“Speed defines success in today’s digital economy. With customers expecting flawless digital experiences and competition hovering just a click away, companies turn to cloud-native technologies like microservices, containers, and Kubernetes to accelerate innovation, build applications faster and improve performance. However, moving to cloud-native technologies and distributed architectures introduces new challenges around speed, scale, and complexity of data challenges that traditional monitoring solutions simply weren’t designed to handle.
This is where observability comes in.” 
The Observability is the evolution of monitoring into a process that offers insight into digital business applications, speeds innovation and enhances customer experience, basically it is an emerging set of practices, platforms, and tools that goes beyond monitoring to provide insight into the internal state of systems by analyzing external outputs.
Wikipedia describes the mathematical concept of observability as “A measure of how well internal states of a system can be inferred from knowledge of its external outputs.” 
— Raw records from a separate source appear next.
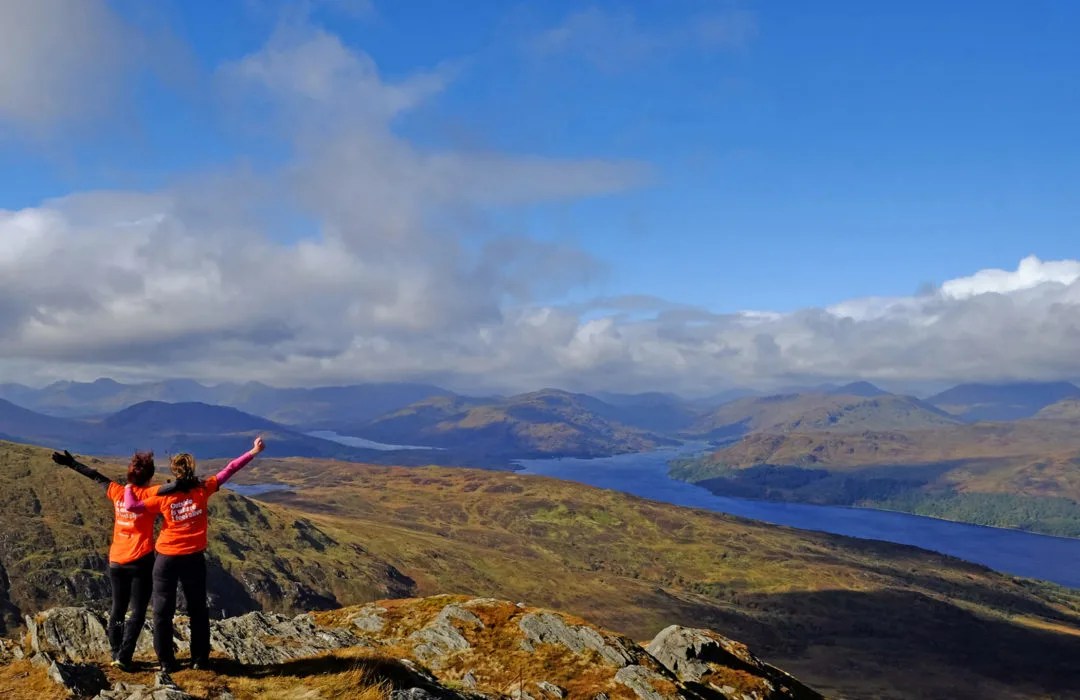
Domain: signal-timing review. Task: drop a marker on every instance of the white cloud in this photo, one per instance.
(615, 40)
(403, 276)
(1030, 273)
(59, 61)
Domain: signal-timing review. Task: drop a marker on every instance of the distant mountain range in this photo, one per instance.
(977, 402)
(309, 408)
(815, 412)
(542, 423)
(110, 417)
(207, 431)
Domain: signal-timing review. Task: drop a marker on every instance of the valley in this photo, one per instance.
(352, 533)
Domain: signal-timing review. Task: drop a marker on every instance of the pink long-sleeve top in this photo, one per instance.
(136, 506)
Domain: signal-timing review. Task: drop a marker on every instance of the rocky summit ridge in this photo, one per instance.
(443, 647)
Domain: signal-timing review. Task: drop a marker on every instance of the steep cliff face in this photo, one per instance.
(449, 647)
(55, 527)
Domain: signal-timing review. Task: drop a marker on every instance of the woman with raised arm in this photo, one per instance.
(180, 553)
(131, 554)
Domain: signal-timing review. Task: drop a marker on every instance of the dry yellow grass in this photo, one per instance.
(23, 681)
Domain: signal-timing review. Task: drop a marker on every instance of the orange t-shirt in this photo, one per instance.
(186, 522)
(132, 533)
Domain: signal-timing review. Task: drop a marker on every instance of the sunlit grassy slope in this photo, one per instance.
(851, 617)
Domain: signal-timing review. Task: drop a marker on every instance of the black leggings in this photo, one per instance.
(189, 570)
(131, 588)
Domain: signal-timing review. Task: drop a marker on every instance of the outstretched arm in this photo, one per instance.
(240, 462)
(66, 459)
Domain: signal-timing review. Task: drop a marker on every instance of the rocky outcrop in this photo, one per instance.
(163, 688)
(706, 660)
(442, 647)
(265, 638)
(550, 628)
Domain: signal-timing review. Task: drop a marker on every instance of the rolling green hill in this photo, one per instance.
(1024, 474)
(352, 533)
(55, 527)
(975, 402)
(812, 412)
(543, 423)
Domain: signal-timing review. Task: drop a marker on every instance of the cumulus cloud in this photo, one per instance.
(399, 272)
(59, 59)
(615, 40)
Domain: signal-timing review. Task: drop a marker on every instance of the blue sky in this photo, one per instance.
(787, 166)
(797, 155)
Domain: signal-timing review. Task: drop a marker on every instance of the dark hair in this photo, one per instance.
(184, 467)
(142, 469)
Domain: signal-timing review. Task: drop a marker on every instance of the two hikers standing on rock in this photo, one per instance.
(134, 570)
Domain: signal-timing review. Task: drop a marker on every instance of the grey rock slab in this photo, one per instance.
(548, 628)
(639, 680)
(81, 680)
(72, 633)
(267, 638)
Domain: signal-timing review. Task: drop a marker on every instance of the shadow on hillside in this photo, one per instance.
(376, 668)
(886, 631)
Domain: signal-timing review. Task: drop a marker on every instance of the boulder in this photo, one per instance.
(647, 684)
(368, 619)
(81, 680)
(443, 637)
(162, 689)
(72, 633)
(266, 638)
(550, 628)
(710, 660)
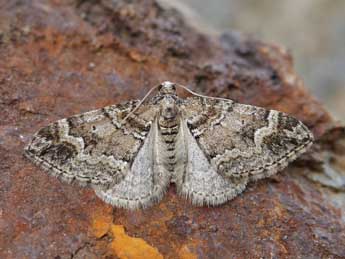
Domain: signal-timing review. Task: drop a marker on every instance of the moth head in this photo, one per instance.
(168, 108)
(167, 88)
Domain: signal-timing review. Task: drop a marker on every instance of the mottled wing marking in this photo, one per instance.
(200, 182)
(147, 180)
(93, 147)
(243, 140)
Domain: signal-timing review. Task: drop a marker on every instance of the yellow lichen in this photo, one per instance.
(185, 253)
(122, 245)
(127, 247)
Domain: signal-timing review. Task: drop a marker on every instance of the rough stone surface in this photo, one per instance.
(59, 58)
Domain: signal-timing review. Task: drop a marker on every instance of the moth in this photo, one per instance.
(210, 148)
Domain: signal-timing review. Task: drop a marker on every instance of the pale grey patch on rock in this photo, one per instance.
(211, 148)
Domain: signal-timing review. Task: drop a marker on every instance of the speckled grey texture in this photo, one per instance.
(210, 148)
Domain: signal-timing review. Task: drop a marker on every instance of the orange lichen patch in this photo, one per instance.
(127, 247)
(185, 253)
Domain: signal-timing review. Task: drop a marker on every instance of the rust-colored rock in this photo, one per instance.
(59, 58)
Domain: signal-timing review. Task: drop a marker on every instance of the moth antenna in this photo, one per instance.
(140, 103)
(200, 95)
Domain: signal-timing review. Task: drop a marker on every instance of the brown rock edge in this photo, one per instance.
(62, 57)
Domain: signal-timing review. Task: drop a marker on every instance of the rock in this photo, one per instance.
(59, 58)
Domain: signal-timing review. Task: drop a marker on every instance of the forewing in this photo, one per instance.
(200, 182)
(93, 147)
(147, 180)
(243, 140)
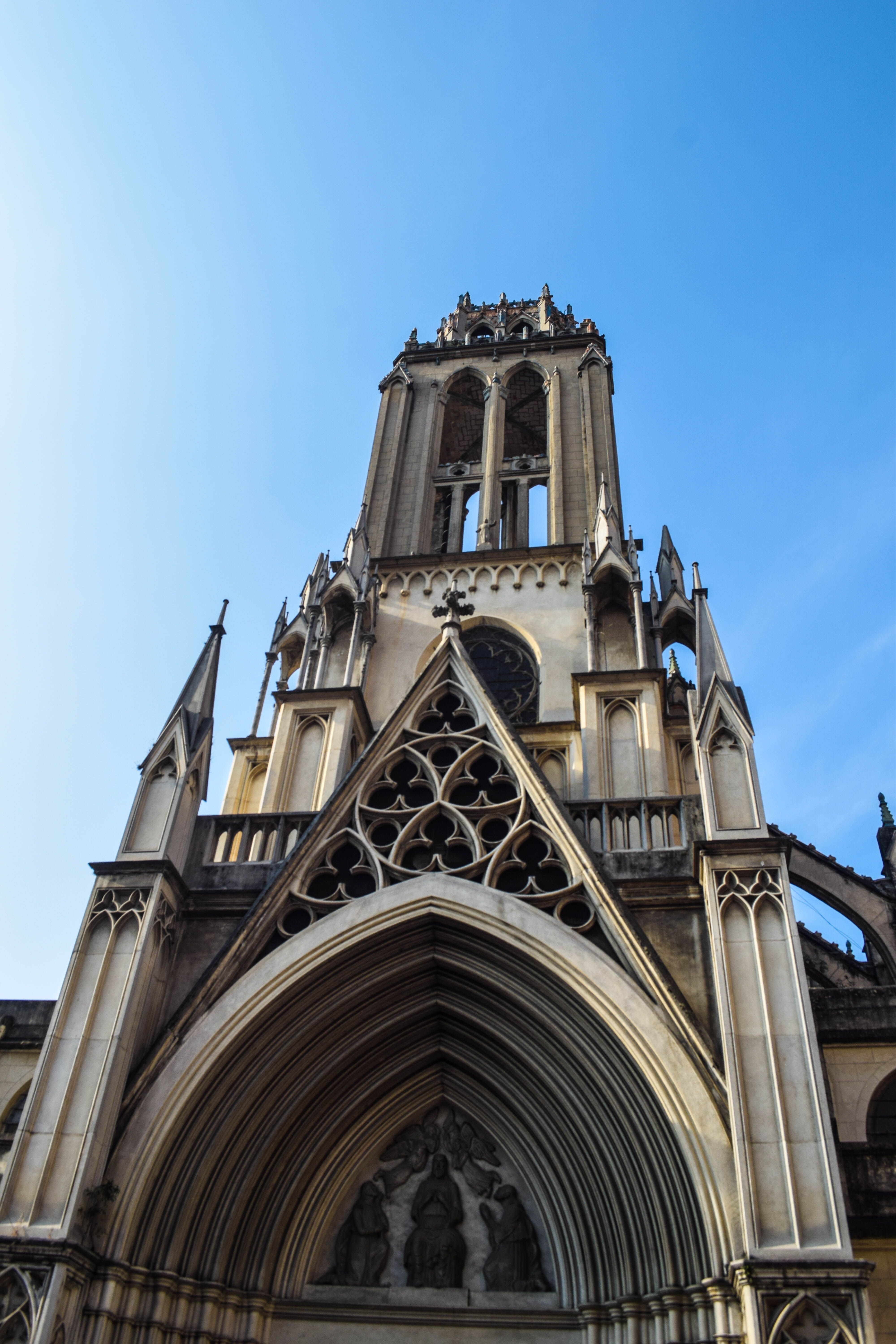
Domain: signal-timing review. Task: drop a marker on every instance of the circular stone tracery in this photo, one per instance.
(445, 802)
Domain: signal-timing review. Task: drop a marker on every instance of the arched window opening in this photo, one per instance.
(254, 788)
(308, 753)
(688, 769)
(441, 522)
(555, 771)
(825, 923)
(10, 1127)
(539, 514)
(155, 808)
(526, 419)
(731, 780)
(882, 1114)
(507, 666)
(471, 522)
(464, 421)
(625, 765)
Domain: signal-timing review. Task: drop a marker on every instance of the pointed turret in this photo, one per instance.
(670, 569)
(271, 658)
(197, 701)
(887, 839)
(175, 773)
(606, 525)
(633, 556)
(358, 549)
(711, 659)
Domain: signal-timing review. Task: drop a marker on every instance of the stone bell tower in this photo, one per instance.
(480, 1009)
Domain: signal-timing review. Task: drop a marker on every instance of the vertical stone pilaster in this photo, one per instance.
(491, 490)
(66, 1130)
(422, 526)
(785, 1159)
(557, 530)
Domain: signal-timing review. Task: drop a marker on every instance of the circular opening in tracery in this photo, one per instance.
(575, 915)
(385, 835)
(295, 921)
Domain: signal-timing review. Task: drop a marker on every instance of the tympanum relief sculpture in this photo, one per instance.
(433, 1218)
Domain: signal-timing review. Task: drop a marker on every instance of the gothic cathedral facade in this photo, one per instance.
(480, 1010)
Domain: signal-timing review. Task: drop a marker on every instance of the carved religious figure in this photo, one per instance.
(435, 1253)
(515, 1264)
(362, 1247)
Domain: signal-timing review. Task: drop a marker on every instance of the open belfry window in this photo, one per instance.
(9, 1128)
(526, 421)
(464, 421)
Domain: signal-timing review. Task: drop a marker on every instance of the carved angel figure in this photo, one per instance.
(464, 1144)
(414, 1146)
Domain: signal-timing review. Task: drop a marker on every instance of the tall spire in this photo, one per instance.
(670, 569)
(711, 658)
(197, 701)
(606, 525)
(887, 839)
(271, 658)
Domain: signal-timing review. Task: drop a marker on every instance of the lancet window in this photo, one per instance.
(526, 420)
(882, 1116)
(464, 421)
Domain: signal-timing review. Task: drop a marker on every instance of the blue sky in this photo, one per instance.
(220, 222)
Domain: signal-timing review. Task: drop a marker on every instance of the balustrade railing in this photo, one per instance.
(612, 825)
(252, 837)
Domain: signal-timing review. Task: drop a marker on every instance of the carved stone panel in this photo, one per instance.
(439, 1212)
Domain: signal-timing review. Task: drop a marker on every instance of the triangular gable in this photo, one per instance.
(447, 786)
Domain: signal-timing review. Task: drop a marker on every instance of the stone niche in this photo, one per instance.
(441, 1216)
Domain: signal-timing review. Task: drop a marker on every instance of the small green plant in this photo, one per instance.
(96, 1202)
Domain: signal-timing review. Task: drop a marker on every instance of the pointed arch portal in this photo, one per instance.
(240, 1159)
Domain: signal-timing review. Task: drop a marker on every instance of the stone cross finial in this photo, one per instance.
(454, 608)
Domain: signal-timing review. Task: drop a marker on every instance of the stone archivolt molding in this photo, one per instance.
(238, 1163)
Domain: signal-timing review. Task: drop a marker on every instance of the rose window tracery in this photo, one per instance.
(508, 669)
(444, 802)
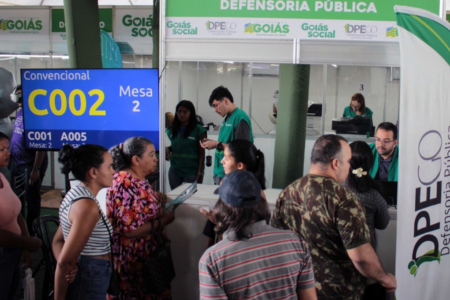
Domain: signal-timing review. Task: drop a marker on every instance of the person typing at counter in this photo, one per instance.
(236, 125)
(357, 107)
(254, 260)
(385, 152)
(331, 219)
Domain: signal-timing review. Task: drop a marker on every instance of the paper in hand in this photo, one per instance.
(186, 194)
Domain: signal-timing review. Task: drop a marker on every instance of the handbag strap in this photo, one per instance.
(156, 236)
(110, 236)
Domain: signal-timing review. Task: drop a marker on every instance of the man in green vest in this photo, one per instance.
(236, 125)
(385, 152)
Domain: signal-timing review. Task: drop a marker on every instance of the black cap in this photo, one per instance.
(240, 188)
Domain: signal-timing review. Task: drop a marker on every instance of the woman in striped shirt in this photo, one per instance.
(82, 239)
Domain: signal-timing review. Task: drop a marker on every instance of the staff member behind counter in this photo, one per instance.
(357, 107)
(186, 156)
(236, 125)
(385, 153)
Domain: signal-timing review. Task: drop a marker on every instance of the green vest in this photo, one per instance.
(184, 159)
(226, 135)
(393, 168)
(349, 113)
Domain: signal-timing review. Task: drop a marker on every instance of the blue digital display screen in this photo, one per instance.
(89, 106)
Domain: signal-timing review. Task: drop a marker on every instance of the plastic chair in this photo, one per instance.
(42, 227)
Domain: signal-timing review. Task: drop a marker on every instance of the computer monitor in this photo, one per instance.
(359, 125)
(389, 190)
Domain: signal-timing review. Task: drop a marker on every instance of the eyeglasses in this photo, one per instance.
(217, 104)
(384, 142)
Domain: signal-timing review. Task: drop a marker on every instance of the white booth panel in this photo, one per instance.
(379, 54)
(286, 51)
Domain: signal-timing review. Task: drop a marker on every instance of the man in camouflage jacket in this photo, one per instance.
(332, 221)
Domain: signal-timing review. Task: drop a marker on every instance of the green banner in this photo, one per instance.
(429, 31)
(58, 22)
(376, 10)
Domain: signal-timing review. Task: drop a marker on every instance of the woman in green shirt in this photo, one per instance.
(186, 156)
(357, 107)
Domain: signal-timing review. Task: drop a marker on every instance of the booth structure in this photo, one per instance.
(240, 44)
(351, 47)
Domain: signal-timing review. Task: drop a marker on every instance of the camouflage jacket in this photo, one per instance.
(331, 219)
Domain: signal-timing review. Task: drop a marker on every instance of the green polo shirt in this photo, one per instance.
(185, 160)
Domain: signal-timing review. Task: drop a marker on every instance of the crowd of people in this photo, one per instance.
(320, 242)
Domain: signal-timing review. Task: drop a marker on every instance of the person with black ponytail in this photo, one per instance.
(82, 239)
(187, 158)
(238, 155)
(134, 208)
(367, 189)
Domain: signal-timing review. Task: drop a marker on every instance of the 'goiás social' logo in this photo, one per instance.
(182, 28)
(21, 25)
(392, 32)
(361, 32)
(141, 27)
(318, 31)
(267, 28)
(221, 28)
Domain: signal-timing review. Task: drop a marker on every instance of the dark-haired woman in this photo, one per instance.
(186, 156)
(357, 107)
(133, 207)
(238, 155)
(15, 242)
(367, 189)
(82, 239)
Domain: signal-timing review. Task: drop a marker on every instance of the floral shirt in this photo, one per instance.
(130, 203)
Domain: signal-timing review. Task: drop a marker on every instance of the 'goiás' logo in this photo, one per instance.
(221, 28)
(21, 25)
(361, 32)
(182, 28)
(267, 29)
(318, 31)
(392, 32)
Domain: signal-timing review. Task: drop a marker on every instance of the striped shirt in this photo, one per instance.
(272, 264)
(98, 242)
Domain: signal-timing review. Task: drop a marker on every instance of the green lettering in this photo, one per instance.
(126, 20)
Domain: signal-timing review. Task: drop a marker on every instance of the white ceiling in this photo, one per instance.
(61, 2)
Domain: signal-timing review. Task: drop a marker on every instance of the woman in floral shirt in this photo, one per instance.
(133, 207)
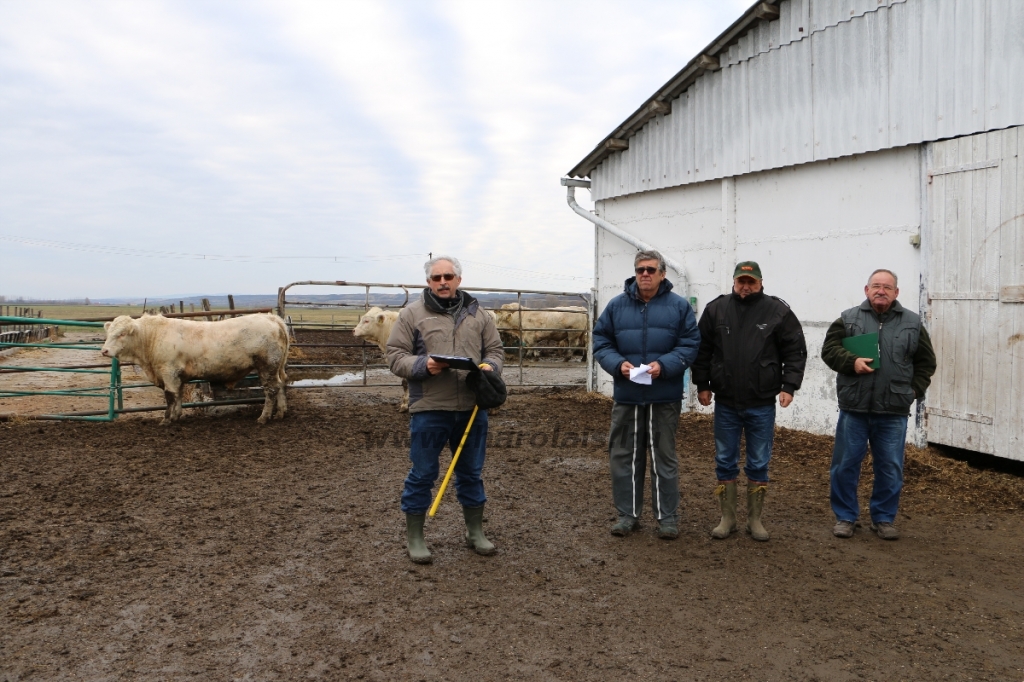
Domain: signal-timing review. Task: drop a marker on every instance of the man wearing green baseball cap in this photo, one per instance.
(752, 350)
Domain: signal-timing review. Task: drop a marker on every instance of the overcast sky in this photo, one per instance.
(152, 148)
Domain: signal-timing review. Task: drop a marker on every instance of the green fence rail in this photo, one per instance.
(113, 392)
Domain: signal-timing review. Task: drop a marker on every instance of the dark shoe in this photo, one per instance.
(843, 528)
(726, 494)
(668, 530)
(418, 551)
(885, 530)
(475, 539)
(625, 526)
(755, 505)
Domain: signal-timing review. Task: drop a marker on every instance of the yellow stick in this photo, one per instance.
(448, 476)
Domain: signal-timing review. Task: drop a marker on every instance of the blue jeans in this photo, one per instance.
(429, 432)
(887, 433)
(729, 424)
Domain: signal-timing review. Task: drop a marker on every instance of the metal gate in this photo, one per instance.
(974, 285)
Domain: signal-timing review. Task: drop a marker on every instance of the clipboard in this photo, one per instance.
(459, 363)
(865, 345)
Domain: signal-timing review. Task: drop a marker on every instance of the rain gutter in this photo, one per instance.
(570, 184)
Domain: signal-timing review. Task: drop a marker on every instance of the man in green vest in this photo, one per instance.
(875, 403)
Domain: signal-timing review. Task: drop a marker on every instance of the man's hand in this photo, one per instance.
(433, 367)
(863, 366)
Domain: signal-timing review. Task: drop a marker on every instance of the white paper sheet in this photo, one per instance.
(639, 375)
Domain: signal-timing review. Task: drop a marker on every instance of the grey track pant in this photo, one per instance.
(637, 430)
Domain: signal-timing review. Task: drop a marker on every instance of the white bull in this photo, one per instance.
(172, 352)
(564, 326)
(375, 326)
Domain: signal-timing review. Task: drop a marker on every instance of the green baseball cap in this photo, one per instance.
(748, 268)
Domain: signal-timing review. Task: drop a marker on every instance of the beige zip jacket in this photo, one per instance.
(422, 331)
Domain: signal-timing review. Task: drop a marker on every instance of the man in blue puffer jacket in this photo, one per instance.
(646, 325)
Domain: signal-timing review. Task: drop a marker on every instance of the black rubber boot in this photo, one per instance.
(418, 551)
(475, 539)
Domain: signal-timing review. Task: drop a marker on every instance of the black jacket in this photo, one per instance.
(751, 349)
(906, 359)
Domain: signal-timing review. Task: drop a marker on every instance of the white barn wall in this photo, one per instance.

This description is also true when it comes to building applications. State refers to data in your application at different stages, and external outputs refer to traces or logs.
For decades, Monitoring has been a core function of IT, but old approaches have become inadequate for a variety of reasons like cloud deployments, agile development methodology, continuous deployments, and new DevOps practices among them. Traditionally IT teams have relied on APM tools to monitor and troubleshoot applications (telemetry, KPIs, dashboards), but APM tools are less effective to monitor cloud native applications (more widely distributed on multiple systems, with faster DevOps cycles).
There is a need for higher-quality telemetry that can be used to create a high-fidelity, context-rich, a fully correlated record of every application user request or transaction, that is Observability.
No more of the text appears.